ONNX stands for Open Neural Network Exchange [1]. It is an open-source format created to represent machine learning models. Developed collaboratively by Microsoft, Amazon, and Facebook, ONNX is designed to make models portable and interoperable across different AI frameworks and hardware. This interoperability is crucial for developers who want to use the best tools available during different stages of their workflow, from training to deployment.
1. Framework Interoperability: ONNX acts as a bridge among frameworks like TensorFlow and PyTorch. This feature allows developers to move models between these frameworks without recoding the entire model. For instance, you might train a model in PyTorch because of its dynamic computational graph, and then convert it to ONNX for easy deployment in a production environment that favors TensorFlow.
2. Hardware Compatibility: ONNX models can run on various hardware platforms. This flexibility is facilitated by ONNX Runtime, an engine developed for efficiently running ONNX models. It supports diverse platforms, including CPUs, GPUs, and even edge devices, ensuring that developers can deploy their AI solutions broadly.
3. Performance Optimizations: The ONNX Runtime is optimized to provide high performance for model inferencing. It uses graph optimizations, operator fusions, and kernel tuning to speed up the execution.

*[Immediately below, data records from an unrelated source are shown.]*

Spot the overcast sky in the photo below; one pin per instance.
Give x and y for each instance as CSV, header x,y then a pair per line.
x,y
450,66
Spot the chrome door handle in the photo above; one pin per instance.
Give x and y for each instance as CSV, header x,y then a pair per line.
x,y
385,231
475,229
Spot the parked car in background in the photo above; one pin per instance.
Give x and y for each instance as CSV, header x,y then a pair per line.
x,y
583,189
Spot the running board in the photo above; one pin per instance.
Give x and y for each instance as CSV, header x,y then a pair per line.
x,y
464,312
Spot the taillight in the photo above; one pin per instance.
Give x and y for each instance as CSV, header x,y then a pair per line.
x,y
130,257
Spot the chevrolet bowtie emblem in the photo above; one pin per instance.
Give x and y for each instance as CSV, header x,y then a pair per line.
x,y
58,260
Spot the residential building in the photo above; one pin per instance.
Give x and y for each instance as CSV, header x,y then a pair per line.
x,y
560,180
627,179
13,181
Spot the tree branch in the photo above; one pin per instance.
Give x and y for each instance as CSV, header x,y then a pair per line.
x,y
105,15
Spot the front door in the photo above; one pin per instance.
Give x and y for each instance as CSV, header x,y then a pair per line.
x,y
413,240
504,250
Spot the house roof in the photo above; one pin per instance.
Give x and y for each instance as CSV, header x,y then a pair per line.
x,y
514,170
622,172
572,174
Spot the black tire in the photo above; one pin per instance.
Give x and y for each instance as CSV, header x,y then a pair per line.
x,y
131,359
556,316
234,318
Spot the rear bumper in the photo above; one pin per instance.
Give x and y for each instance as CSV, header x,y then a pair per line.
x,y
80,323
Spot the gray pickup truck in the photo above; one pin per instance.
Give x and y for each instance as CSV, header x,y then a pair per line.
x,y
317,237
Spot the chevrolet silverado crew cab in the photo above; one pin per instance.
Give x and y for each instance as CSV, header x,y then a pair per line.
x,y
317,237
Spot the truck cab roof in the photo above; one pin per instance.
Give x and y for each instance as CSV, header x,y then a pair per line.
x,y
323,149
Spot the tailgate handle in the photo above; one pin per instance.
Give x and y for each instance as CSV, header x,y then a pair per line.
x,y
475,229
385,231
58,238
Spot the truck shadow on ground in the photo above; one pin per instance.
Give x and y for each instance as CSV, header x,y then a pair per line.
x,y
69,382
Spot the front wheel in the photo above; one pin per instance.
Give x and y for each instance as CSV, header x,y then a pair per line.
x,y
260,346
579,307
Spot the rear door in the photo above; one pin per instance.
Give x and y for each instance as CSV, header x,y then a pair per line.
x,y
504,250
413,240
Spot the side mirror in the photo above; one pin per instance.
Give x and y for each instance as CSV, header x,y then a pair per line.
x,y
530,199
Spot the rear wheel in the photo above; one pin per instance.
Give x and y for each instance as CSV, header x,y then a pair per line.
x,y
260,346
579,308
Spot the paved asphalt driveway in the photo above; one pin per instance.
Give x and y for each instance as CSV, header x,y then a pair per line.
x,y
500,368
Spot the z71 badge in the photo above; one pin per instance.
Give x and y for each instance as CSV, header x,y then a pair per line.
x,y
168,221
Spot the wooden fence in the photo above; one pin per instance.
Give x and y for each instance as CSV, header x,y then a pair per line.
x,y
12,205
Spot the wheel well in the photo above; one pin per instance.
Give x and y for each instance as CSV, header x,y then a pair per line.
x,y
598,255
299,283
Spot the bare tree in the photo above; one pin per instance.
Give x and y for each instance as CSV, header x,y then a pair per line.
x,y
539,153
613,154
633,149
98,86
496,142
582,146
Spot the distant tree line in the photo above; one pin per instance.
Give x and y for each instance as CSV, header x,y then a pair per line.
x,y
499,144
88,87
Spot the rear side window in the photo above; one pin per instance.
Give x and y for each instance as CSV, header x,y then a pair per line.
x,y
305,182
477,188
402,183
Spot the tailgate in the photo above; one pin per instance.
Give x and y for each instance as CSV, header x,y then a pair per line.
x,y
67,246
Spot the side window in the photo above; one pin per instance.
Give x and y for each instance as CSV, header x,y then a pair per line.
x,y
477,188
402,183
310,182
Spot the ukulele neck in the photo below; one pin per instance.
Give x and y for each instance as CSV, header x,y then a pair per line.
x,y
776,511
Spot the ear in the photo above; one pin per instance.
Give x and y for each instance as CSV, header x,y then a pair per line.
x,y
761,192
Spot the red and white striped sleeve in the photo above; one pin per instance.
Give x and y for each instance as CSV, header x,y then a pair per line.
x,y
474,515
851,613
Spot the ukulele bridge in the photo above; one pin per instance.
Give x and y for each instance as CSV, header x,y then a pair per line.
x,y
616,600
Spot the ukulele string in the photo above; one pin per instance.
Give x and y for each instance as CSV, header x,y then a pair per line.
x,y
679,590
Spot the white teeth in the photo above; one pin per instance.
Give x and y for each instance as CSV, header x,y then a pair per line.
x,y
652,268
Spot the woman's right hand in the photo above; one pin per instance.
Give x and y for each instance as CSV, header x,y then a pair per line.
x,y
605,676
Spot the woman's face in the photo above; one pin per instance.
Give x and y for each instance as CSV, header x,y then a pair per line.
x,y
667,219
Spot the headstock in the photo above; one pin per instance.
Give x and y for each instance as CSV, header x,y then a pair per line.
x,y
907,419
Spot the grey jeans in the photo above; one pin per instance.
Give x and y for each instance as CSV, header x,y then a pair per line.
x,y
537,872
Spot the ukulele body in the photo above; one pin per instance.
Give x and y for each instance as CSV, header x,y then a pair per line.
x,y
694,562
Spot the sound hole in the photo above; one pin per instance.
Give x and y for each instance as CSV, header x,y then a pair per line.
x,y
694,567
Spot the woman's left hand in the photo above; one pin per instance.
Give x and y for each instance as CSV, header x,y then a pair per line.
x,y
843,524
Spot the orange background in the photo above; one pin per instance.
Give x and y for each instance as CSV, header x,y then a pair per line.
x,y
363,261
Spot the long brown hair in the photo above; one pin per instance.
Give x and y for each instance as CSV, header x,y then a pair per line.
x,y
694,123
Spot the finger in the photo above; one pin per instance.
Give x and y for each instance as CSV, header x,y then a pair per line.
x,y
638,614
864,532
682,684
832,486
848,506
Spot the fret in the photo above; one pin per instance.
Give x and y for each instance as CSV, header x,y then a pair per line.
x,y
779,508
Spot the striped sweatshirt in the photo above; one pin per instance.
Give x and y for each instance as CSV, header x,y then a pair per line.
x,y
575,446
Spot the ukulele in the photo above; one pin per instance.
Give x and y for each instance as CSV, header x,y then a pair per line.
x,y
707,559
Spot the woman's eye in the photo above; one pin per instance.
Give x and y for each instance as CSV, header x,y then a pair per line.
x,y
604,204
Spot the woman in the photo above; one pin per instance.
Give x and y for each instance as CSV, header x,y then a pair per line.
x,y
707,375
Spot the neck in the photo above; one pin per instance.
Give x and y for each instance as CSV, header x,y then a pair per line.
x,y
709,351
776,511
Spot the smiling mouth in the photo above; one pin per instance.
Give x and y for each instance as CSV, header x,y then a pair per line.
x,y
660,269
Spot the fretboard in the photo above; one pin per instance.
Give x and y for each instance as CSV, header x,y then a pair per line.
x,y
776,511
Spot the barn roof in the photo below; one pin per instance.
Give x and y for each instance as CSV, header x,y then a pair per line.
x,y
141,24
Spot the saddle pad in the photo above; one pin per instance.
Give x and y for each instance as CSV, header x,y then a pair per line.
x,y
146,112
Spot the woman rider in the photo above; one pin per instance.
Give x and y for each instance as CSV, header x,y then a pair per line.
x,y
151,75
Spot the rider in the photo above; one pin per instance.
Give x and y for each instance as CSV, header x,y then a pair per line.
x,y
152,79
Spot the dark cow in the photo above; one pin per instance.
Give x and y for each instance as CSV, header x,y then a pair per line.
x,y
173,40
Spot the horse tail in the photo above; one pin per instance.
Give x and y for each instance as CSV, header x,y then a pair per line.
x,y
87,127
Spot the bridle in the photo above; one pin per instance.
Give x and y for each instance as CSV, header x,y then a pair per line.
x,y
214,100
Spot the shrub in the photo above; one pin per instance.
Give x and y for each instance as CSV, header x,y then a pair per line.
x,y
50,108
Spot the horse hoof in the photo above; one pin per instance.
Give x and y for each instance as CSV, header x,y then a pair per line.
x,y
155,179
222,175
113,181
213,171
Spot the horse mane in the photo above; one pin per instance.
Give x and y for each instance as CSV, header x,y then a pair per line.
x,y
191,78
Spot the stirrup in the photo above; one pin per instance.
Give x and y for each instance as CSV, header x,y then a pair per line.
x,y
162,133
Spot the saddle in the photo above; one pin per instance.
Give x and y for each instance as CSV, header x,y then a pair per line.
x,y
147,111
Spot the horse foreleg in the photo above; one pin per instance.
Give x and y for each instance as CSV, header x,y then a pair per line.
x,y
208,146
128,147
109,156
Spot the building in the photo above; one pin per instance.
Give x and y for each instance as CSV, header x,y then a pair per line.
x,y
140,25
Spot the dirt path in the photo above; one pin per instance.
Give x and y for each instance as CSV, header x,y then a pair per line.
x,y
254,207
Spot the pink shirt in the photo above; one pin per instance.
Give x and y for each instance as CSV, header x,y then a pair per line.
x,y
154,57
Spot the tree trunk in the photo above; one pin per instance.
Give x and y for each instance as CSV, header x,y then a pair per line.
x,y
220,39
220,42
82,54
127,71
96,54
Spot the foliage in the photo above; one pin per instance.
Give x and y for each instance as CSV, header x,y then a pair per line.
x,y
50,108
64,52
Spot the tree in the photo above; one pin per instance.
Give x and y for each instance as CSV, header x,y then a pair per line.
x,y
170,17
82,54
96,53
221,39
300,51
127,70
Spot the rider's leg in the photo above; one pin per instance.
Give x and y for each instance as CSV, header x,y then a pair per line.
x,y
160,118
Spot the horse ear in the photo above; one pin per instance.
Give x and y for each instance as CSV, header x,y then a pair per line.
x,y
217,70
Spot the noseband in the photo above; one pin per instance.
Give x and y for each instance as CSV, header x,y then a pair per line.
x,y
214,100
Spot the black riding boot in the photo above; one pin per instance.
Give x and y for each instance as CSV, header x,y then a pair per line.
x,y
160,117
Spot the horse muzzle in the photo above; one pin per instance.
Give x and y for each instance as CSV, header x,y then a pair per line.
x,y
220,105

It's important to note that while some frameworks like PyTorch and TensorFlow are continuously optimizing a model’s performance, converting a model to ONNX does not always guarantee improved inference speed. In fact, in some cases, it can even result in a slower model. This is because each framework has its own highly optimized ways of executing operations, especially for specific types of hardware.
When a model is converted to ONNX, these optimizations may not always translate perfectly, leading to potential inefficiencies. Therefore, while ONNX offers great benefits in terms of interoperability and deployment flexibility, its impact on performance can vary and should be evaluated on a case-by-case basis.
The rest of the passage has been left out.